Circuit Court vs District Court
In all countries of the world, there are judicial systems in place that meant to provide justice according to the provisions of the constitution and the penal laws made by the legislative branch of the government. In US, there are two court systems called federal courts and state courts running simultaneously. There are differences in procedural rules as well as types of cases that can be heard and tried in these two different types of court systems. District courts and circuit courts are examples of the federal court system that also has the US Supreme Court at the top of the judicial system. Many people confuse between circuit court and the district court because of their similarities in jurisdiction and duties. This article attempts to highlight the differences between circuit court and district courts to enable readers to appreciate these differences.
In the federal court system, district courts occupy an important place. These trial courts are set up by the Congress and have the jurisdiction to hear nearly all types of cases including both civil as well as criminal cases. There are 94 district courts with at least one in each state across the nation. Formally, a district court in US is known as United States District Court for … with the blank space to be filled by the area to which it is being referred.
While Supreme Court got established as per the provisions of the constitution, US district courts were set up by the US Congress. Even today there is no constitutional requirement for every district in the country to have a district court. California is the only state that has 4 District Courts. These courts have minimum 2 judges while the maximum number of judges in a district court can be up to 28. Most federal cases get initiated in these district courts.
The origin of circuit courts goes back to the times of King Henry II when he has asked judges to roam the countryside to hear cases. This was done to simplify the judicial process as the King realized that it was not possible for people living in the countryside to come to London for the redress of their grievances. The paths of judges were pre-set, called circuits and judges roamed on these circuits along with their teams of lawyers to hear cases. Abraham Lincoln, who later became the President, used to go to these circuits to hear cases as an attorney.
Today, there are 13 US circuit courts of appeal in the country. The country is divided into 12 regional circuits with the courts set up in different cities, in these circuits. People who are dissatisfied with the verdict of a district court can file an appeal in the circuit court that falls in the geographical area in which he lives. These courts check for any procedural fault or any mistake of law that may have been committed in the district court. These courts do not entertain fresh appeals nor accept new evidences. There is no review of the case as such. In general, there is a bench comprising three judges, and that is constituted to ear these cases.
What is the difference between Circuit Court and District Court?

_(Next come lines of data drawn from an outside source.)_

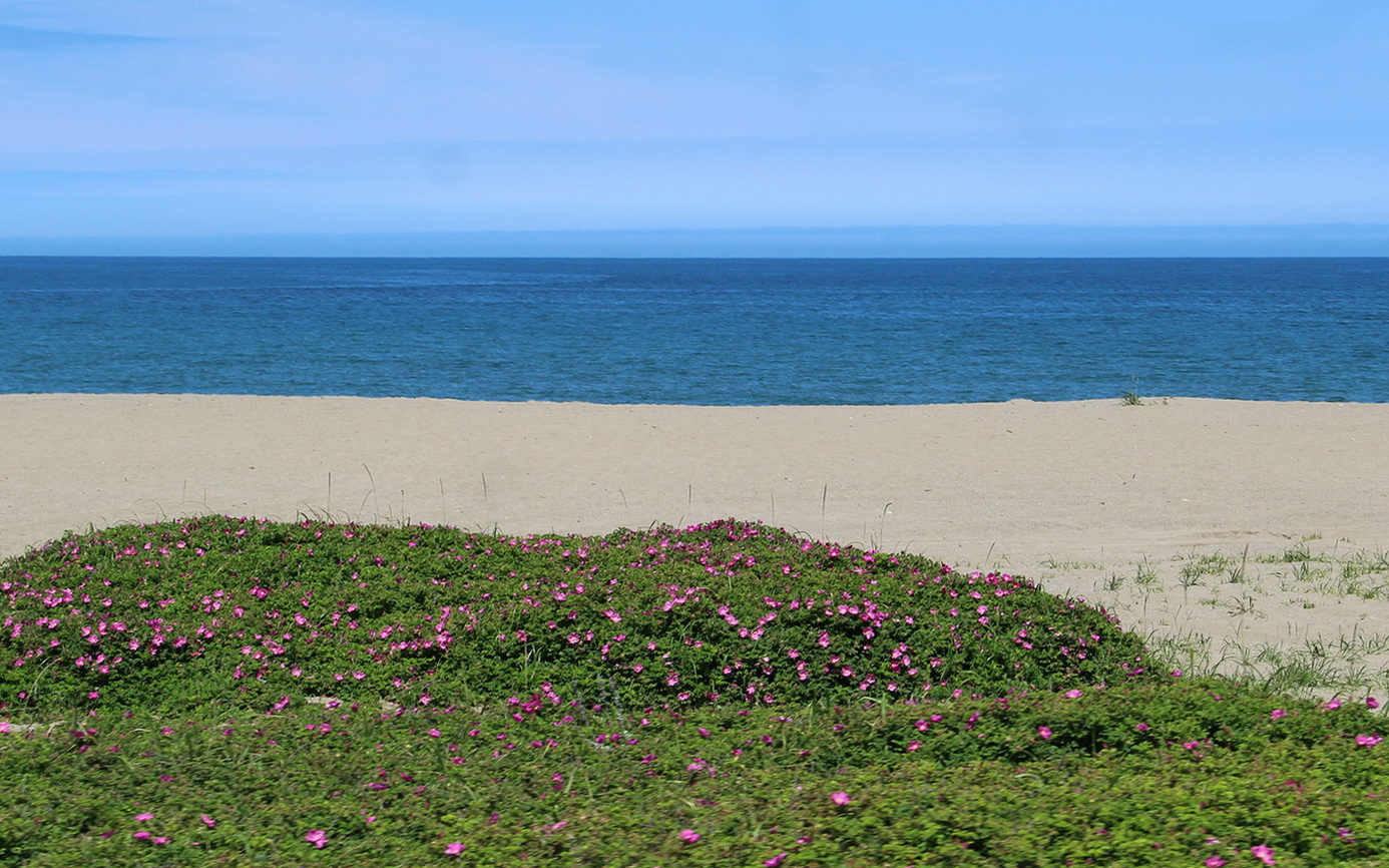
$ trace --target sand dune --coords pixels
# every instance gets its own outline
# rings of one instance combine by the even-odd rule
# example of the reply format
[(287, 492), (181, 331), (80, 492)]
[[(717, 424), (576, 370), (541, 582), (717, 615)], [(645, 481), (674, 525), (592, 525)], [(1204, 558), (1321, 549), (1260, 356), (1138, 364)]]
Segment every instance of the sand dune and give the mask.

• Both district courts and circuit courts belong to the federal courts system.
• While there are in total 94 district courts, there are only 13 circuit courts.
• Each state in the country has at least one district court with some larger states having 4 district courts.
• District courts hear all types of cases including both criminal as well as civil.
• Circuit courts are there for those who are dissatisfied with the verdict of the district court.
• While there can be 2-28 judges in district courts, there is a 3 judge panel that sits to hear a case in a circuit court.